Web-scraping, in many projects I worked on, has been a time-consuming process. In this article, I share my recent experience of achieving 10x boost in the web-scraping speed using Python’s lesser-known asynchronous paradigm.

Motivation

If you’re not a soccer fan, you can skip this and proceed to the next section. In the recently concluded club football transfer window, the ‘transfer triangle’ deal involving Arsenal’s Giroud, Borussia Dortmund’s Aubameyang and Chelsea’s Batshuayi intrigued me. This got me started on a personal project to find if such transfers can be explained/predicted using player ratings (I know a player’s transfer between clubs is influenced by a range of factors but no harm in building a naive model). To execute this analysis, I had planned to collect FIFA gameplay ratings of currently active men football players from sofifa.com.

Issues with Web Scraping

To start with, the data of interest was housed across several pages on sofifa.com. In total, there were over 18,000 pages to scrape, which can be divided into two categories

  • Pages with tabular data with the list of players and URLs to their pages
  • Individual player pages, each with 80+ personal and gameplay attributes

A simple Python script, using the requests library, was able to get the first set of pages in 4 mins. On average, it took 1 sec to download and process one page. This meant I require 5 hrs (18000 sec) to download the remaining pages. First, this runtime is insanely high for the amount of data I was extracting.
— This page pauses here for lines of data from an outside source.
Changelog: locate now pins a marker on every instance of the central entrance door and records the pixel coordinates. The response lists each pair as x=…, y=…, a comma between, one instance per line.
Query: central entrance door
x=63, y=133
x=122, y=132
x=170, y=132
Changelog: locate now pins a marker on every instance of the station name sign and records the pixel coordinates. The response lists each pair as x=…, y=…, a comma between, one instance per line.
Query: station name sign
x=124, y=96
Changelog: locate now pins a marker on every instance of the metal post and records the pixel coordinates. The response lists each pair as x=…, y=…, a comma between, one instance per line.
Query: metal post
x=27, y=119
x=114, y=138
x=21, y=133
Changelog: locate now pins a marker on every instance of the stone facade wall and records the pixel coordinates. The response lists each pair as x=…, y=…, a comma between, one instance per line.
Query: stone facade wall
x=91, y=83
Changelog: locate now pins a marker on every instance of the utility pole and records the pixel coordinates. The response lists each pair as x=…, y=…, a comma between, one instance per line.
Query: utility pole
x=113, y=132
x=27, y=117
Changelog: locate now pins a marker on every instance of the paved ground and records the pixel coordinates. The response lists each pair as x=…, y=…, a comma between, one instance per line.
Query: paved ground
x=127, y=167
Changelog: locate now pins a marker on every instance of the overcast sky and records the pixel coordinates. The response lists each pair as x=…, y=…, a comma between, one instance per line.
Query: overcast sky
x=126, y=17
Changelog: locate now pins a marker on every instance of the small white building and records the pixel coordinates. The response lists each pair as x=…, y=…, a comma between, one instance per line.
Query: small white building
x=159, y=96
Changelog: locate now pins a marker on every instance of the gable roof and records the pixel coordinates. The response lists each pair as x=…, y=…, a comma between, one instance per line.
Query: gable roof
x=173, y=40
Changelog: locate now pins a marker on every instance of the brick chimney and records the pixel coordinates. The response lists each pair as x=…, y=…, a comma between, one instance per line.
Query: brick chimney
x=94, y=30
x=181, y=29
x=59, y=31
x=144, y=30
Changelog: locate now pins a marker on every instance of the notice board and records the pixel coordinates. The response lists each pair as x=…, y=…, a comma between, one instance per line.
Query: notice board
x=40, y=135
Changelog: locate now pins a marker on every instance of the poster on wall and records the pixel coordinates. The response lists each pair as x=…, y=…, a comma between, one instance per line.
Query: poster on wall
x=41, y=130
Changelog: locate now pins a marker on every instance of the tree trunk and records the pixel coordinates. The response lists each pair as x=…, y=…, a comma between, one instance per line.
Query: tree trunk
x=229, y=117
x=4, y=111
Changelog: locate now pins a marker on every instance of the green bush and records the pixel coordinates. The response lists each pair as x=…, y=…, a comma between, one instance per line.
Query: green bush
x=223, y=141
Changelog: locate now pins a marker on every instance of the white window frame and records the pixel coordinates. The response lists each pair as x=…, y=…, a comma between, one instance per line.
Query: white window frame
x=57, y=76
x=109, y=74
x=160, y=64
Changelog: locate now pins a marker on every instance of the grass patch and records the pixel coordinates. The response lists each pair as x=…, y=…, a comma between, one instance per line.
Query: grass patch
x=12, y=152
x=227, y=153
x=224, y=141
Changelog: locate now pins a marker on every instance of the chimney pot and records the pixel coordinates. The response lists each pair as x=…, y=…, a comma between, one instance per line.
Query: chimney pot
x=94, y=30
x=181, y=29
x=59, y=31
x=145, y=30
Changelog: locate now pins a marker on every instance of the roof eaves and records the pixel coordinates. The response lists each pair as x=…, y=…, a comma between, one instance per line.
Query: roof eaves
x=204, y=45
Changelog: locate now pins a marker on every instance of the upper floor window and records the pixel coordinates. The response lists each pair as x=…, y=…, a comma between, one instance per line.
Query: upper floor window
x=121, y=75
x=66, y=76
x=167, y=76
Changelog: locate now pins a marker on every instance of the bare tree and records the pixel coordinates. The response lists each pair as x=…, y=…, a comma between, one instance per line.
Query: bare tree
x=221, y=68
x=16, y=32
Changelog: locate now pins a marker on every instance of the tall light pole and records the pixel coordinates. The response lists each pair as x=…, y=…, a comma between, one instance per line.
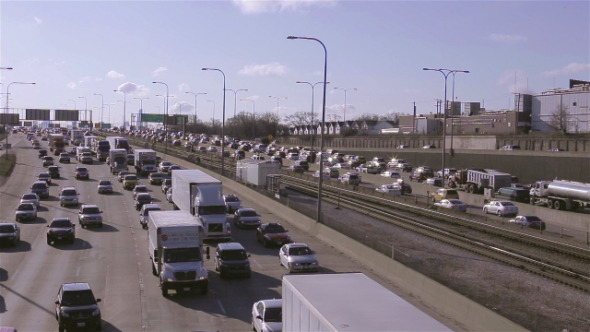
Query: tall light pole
x=452, y=115
x=345, y=90
x=319, y=210
x=253, y=116
x=141, y=110
x=165, y=116
x=196, y=95
x=213, y=117
x=277, y=98
x=235, y=105
x=445, y=73
x=124, y=106
x=312, y=103
x=6, y=111
x=101, y=108
x=222, y=120
x=85, y=108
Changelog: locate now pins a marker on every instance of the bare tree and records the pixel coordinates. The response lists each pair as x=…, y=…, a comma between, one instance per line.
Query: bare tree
x=559, y=118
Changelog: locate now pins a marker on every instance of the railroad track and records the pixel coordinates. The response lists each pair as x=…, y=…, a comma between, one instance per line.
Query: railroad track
x=400, y=214
x=384, y=210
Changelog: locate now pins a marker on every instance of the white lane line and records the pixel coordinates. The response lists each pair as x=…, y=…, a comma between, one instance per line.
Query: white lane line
x=221, y=306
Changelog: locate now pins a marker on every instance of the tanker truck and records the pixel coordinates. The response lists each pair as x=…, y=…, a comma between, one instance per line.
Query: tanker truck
x=560, y=194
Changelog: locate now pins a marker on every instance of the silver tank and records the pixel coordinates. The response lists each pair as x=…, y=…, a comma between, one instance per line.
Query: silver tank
x=570, y=189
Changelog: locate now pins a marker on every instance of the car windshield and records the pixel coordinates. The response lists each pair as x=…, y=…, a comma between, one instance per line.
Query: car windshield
x=249, y=213
x=299, y=251
x=77, y=298
x=234, y=255
x=91, y=210
x=26, y=207
x=61, y=223
x=273, y=315
x=275, y=229
x=6, y=229
x=182, y=255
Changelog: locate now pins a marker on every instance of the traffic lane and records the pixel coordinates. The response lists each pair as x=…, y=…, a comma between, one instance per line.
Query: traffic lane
x=92, y=258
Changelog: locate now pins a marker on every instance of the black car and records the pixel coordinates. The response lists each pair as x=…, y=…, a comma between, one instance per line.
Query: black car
x=76, y=307
x=61, y=229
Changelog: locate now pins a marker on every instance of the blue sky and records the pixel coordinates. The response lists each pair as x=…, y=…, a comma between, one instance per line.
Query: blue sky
x=75, y=49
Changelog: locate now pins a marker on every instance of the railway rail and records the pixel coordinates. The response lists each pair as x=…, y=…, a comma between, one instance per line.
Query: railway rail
x=410, y=215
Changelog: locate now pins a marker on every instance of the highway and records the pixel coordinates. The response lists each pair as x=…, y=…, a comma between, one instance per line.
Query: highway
x=114, y=261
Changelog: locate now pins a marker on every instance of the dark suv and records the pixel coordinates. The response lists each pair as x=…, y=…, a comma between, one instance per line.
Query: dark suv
x=231, y=259
x=76, y=307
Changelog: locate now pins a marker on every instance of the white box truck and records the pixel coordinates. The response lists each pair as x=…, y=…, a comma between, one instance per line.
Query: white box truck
x=145, y=161
x=348, y=302
x=201, y=195
x=117, y=160
x=175, y=249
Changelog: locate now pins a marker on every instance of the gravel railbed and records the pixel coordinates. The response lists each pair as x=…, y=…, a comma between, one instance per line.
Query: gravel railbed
x=534, y=302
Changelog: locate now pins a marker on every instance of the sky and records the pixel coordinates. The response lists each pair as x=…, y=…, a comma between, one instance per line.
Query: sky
x=376, y=52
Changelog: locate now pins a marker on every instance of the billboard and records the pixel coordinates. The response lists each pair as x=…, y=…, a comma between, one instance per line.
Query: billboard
x=67, y=115
x=9, y=119
x=37, y=114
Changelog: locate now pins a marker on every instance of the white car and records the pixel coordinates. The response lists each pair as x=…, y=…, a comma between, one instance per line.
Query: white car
x=391, y=174
x=297, y=257
x=501, y=208
x=267, y=315
x=393, y=189
x=30, y=198
x=453, y=204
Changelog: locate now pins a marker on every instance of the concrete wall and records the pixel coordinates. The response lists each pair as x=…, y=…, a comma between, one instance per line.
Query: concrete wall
x=472, y=315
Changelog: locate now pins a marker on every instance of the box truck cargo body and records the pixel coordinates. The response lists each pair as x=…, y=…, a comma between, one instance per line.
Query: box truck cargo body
x=175, y=249
x=348, y=302
x=201, y=195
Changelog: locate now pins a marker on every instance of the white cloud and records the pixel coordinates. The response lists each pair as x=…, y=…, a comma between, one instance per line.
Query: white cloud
x=158, y=71
x=266, y=6
x=183, y=87
x=134, y=89
x=115, y=75
x=271, y=69
x=504, y=38
x=571, y=68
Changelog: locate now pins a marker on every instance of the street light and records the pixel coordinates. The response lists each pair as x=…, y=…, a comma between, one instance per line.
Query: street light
x=86, y=108
x=196, y=95
x=345, y=90
x=124, y=105
x=222, y=120
x=6, y=111
x=253, y=116
x=277, y=98
x=165, y=116
x=141, y=111
x=445, y=73
x=235, y=104
x=101, y=108
x=312, y=102
x=319, y=209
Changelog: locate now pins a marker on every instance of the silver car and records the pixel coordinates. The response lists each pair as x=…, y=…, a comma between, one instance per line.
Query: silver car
x=89, y=215
x=26, y=211
x=297, y=257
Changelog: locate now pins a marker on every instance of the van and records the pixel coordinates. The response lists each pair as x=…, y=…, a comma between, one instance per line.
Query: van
x=513, y=194
x=231, y=259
Second, even if I decide to run my script for so long, no sane web admin would return valid HTML pages after their preset threshold on the number of requests from an IP is exceeded. In short, the two challenges I was facing were

  • high run time
  • large number of requests.

Using asynchronous functionality of python, I was able to achieve the task of downloading all 18,000 pages in 30 minutes.
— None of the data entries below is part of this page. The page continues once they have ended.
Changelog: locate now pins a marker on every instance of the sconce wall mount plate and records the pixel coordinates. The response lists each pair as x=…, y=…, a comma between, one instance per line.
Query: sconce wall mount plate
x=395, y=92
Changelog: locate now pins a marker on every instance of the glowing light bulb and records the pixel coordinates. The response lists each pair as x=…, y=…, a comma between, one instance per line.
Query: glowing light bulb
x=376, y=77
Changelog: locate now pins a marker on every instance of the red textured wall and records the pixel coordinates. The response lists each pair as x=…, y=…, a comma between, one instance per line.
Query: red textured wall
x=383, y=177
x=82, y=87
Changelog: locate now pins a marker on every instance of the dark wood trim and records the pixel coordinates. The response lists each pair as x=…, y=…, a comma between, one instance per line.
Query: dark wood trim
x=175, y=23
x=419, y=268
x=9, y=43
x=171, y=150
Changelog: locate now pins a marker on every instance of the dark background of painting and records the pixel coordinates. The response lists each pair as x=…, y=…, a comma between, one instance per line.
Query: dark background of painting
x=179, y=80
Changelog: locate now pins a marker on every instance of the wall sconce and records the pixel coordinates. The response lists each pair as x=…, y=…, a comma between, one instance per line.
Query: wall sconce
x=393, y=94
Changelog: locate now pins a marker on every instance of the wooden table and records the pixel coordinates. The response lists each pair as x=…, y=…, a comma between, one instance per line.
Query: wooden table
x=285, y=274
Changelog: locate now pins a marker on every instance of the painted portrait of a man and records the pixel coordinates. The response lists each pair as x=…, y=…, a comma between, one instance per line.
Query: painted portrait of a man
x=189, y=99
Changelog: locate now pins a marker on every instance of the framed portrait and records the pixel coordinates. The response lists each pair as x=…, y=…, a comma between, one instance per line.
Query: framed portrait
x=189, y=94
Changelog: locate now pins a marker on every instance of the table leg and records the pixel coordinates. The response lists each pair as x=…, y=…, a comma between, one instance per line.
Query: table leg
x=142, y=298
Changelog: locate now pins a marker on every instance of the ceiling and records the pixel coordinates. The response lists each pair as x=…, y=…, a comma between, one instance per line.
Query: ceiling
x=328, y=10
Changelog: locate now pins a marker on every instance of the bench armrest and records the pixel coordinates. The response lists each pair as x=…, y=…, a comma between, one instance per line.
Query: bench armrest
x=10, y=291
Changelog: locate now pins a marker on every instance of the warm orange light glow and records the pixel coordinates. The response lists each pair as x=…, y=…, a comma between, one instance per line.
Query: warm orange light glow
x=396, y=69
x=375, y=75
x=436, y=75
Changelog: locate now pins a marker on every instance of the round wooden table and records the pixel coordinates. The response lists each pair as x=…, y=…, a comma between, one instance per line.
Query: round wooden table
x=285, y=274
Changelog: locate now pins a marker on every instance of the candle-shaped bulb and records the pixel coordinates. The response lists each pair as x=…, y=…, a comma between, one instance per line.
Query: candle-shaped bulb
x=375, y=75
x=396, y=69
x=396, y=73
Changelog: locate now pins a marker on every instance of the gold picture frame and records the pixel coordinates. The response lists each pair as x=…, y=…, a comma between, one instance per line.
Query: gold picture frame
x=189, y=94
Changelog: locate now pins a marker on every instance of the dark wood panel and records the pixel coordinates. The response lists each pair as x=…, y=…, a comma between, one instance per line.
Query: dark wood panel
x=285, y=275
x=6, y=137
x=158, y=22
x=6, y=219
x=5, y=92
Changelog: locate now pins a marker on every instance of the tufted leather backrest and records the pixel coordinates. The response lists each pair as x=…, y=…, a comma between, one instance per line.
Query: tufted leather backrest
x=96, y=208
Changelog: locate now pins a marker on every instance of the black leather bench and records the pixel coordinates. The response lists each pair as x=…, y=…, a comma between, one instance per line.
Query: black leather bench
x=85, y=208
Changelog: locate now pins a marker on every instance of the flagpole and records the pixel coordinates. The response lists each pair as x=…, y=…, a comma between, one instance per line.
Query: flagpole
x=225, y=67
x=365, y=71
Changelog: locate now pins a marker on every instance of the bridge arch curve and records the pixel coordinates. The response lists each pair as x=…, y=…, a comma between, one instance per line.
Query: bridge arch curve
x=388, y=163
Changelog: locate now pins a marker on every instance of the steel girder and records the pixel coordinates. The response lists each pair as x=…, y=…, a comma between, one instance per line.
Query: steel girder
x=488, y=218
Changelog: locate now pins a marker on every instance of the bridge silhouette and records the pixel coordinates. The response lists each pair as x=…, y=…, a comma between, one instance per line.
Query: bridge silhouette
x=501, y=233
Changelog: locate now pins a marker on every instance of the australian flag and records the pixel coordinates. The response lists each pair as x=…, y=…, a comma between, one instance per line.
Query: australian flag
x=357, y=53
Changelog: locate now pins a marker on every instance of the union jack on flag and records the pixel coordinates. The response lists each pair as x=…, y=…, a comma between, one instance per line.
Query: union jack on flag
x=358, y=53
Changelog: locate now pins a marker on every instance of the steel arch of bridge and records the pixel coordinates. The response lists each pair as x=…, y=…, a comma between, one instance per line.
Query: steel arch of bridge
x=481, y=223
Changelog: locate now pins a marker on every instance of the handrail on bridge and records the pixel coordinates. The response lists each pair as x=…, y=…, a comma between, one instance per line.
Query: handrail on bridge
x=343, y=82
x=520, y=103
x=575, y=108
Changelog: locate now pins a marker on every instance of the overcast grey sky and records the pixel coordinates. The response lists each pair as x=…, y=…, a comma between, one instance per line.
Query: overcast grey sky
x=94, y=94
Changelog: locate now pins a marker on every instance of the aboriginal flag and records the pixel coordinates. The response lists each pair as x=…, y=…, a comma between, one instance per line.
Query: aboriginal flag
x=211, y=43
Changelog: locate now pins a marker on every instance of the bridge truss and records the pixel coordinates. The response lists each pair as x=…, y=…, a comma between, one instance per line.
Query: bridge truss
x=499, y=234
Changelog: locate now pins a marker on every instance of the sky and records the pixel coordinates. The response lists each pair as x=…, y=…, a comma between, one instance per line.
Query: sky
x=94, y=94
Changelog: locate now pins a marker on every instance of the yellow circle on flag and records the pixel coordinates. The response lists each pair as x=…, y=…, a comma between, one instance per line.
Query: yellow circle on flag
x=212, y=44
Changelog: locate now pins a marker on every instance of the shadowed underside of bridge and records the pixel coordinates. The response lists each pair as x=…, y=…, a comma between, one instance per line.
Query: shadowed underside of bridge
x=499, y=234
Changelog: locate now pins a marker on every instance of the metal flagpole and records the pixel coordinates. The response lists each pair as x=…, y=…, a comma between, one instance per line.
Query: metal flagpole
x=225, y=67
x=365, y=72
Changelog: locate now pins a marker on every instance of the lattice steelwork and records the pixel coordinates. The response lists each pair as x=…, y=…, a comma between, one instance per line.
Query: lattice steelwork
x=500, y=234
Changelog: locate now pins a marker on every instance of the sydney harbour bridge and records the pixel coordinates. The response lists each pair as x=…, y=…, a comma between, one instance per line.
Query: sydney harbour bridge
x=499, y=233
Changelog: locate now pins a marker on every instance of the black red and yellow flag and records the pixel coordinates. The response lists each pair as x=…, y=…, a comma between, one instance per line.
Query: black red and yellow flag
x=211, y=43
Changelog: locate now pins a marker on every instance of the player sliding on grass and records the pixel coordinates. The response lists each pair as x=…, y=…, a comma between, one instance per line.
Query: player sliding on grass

Synchronous vs Asynchronous Execution 10000ft Overview

Programs in which code is executed sequentially are synchronous. Such programs call a function and wait for the function to return a response before executing next command. On the other hand, asynchronous programs call a function and continue to execute next command instead of waiting for a response. Once a response is available for the previously called function, the program goes back to that function call and processes the response. In short, asynchronous execution can be seen as a way of task switching that minimizes idle time.

Async Flow

An analogy for synchronous vs asynchronous programs would be a case where I plan to communicate with my good friend Jay. Calling Jay on a phone is synchronous while communicating over an email is asynchronous. Over a phone, I first key in Jay’s number and wait for him to pick up. Once he picks the call, I say something and wait for him to respond. If you consider me as a program, I wait for the server (Jay, in this case) to return a response before executing my next command (say something). This is how a typical synchronous program works. If I choose to communicate over an email, once I draft and send the email, instead of waiting for a response, I get on with my work. This is an example of an asynchronous program, where the program continues executing other tasks instead of waiting for a response.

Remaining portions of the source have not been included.